Denis Chatelier, 10 ans après
Suite à son amputation en 1996, Denis Chatelier a bénéficié rapidement de deux prothèses myoélectriques qui lui ont permis une relative autonomie jusqu'à la transplantation. Cette transplantation été réalisée par l'équipe internationale de transplantation de l'hôpital Edouard Herriot, dirigée par le Pr Dubernard, à partir d'un donneur dont la famille avait accepté de donner les deux mains. Après l'opération, deux rejets cutanés sont survenus, facilement contrôlés, les doses d'immunosuppresseurs sont réduits au minimum à ce jour. La peau et le système pileux des greffons sont normaux, la perception de la douleur, à la pression, la reconnaissance tactile des objets sont possible, la régénération nerveuse est étonnante ! La mobilité des doigts et des poignets est quasi-complèe, le gain de l'opréatin ets très important concernant l'ensemble des gestes et actes de la vie quotidienne. Aujourd'hui à 44 ans, Denis Chatelier a retrouvé une image sociale qui le satisfait, et a repris une activité professionnelle depuis trois ans.
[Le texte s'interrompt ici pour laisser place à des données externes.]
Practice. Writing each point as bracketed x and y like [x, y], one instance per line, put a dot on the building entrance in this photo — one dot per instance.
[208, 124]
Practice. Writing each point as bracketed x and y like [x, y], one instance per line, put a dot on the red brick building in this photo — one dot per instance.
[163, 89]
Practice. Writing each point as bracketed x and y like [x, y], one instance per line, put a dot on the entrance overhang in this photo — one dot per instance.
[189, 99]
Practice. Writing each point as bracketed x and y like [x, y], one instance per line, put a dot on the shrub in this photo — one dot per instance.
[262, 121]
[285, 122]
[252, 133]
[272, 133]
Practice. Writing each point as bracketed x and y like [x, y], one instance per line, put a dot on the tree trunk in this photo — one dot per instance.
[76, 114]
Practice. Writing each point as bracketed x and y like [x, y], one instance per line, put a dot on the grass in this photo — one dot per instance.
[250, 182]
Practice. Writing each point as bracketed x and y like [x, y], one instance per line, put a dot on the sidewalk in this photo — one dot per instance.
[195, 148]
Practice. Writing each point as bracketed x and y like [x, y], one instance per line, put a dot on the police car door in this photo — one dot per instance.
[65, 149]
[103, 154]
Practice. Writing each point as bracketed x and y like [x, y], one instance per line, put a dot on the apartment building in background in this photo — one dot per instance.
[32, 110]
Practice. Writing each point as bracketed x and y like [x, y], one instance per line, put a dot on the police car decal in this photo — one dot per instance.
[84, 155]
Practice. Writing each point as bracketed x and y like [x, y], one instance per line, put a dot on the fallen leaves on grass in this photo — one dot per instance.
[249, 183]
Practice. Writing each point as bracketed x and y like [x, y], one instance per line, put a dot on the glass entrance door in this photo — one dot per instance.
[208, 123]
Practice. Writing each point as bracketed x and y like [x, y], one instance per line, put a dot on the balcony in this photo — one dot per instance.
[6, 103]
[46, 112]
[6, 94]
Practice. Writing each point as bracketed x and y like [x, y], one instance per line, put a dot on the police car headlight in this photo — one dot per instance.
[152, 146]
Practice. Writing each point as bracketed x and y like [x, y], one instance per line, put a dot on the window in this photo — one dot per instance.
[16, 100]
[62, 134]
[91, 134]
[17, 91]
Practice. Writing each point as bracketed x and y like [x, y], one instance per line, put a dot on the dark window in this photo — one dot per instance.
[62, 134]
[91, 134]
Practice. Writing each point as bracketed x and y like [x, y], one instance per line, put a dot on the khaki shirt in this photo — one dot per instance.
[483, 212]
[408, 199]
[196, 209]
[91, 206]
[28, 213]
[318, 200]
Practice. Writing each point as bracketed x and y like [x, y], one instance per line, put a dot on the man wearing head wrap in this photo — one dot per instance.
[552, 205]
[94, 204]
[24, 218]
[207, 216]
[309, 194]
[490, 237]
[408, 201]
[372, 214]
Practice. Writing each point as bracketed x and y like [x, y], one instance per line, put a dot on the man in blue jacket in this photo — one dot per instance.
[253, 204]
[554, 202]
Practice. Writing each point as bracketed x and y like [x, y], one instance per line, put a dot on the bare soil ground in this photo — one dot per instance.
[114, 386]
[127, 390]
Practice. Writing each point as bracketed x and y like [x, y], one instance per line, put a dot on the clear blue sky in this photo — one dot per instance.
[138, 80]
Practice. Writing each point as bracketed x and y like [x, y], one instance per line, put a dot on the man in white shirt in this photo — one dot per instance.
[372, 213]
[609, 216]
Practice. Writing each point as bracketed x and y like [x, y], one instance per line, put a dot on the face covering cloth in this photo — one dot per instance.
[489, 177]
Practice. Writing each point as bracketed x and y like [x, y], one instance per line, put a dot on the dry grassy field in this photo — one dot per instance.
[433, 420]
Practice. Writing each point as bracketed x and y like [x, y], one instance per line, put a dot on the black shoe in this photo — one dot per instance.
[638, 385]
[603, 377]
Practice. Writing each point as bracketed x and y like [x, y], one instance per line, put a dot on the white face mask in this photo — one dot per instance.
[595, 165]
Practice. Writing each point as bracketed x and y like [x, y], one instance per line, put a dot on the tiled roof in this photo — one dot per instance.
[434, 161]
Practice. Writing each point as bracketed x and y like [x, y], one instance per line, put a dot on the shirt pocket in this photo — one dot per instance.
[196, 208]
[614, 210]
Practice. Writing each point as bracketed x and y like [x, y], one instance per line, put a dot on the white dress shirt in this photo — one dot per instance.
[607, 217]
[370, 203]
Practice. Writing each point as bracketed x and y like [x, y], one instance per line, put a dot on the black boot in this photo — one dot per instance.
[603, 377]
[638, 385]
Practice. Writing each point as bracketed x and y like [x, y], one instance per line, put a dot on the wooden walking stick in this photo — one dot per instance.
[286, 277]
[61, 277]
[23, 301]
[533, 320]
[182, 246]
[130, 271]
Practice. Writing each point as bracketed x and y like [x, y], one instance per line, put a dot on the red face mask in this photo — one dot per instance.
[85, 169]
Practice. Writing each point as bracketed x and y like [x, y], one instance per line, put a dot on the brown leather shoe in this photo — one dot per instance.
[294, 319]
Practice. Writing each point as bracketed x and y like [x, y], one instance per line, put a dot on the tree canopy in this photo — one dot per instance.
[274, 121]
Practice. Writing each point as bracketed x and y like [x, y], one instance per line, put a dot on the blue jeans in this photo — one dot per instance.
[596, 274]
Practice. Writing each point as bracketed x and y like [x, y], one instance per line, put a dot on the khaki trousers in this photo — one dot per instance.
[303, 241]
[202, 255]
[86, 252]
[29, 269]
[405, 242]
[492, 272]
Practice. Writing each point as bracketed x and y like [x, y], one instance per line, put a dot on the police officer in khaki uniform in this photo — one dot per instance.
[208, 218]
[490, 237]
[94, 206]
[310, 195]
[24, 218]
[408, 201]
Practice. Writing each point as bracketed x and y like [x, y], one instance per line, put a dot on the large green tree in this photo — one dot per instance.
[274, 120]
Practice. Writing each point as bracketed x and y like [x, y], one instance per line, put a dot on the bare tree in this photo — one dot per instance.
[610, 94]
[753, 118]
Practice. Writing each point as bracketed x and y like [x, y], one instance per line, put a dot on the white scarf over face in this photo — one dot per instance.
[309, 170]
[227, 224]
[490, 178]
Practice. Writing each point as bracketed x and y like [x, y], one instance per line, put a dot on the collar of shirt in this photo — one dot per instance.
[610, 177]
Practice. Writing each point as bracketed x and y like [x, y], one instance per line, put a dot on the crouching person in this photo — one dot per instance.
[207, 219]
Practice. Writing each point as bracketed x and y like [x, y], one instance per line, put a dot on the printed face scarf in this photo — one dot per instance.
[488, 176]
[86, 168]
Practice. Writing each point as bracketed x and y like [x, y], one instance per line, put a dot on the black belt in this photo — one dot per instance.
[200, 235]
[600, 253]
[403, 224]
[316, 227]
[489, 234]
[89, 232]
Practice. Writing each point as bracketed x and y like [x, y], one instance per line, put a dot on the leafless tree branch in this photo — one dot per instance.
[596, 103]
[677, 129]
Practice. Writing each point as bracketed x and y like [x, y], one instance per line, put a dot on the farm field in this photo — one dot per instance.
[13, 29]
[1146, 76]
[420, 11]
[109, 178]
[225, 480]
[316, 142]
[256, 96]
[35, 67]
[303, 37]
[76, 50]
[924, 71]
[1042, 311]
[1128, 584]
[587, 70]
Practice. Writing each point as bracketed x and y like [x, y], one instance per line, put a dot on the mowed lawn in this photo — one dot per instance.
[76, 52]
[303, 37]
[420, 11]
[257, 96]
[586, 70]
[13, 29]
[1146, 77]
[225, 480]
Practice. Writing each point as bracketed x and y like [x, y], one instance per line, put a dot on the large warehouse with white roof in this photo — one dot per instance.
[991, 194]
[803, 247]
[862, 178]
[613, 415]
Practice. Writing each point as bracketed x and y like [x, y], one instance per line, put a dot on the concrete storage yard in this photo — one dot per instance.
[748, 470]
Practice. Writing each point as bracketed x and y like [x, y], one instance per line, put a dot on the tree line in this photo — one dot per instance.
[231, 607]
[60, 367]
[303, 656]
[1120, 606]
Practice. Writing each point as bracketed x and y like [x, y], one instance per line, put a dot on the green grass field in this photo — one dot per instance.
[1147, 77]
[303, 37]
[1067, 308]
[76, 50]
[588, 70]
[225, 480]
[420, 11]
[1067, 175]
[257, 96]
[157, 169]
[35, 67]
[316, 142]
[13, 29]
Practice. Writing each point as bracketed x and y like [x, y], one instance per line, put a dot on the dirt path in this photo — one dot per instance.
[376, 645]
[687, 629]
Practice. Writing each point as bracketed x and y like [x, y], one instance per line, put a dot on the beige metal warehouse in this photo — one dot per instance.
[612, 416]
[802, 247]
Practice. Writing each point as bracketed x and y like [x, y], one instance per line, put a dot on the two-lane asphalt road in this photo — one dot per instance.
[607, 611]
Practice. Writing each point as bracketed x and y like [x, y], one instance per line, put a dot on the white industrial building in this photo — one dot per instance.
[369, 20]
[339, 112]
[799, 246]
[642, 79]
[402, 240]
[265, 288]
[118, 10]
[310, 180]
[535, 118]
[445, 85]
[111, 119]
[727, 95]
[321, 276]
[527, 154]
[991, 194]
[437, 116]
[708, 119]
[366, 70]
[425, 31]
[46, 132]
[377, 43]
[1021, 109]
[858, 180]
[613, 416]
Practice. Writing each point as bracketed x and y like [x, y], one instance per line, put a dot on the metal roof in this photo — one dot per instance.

Depuis, 4 patients ont été transplantés de deux mains à Lyon. Ils sont en bon état général, et la progression de la rééducation bat son plein. Dans le monde, ce sont une quinzaine de patients qui ont été opérés d'une greffe bilatéral de mains depuis Denis Chatelier. Lyon reste la référence pour la greffe des mains. Les objectifs pour les 5 ans à venir sont clairs : continuer à développer l'activité de greffe de mains, pour maintenir le niveau de leadership international, évaluer précisément les résultats de la greffe de bras, si l'amputation se fait au dessus du coude, augmenter l'activité de greffe de la face, développer de nouvelles activités de greffes composites - avec tissu cutané - à Lyon, et développer une activité de recherche expérimentale sur les greffes de mains chez les nouveaux nés et enfants, avec une suppression du traitement immunosuppresseur à terme.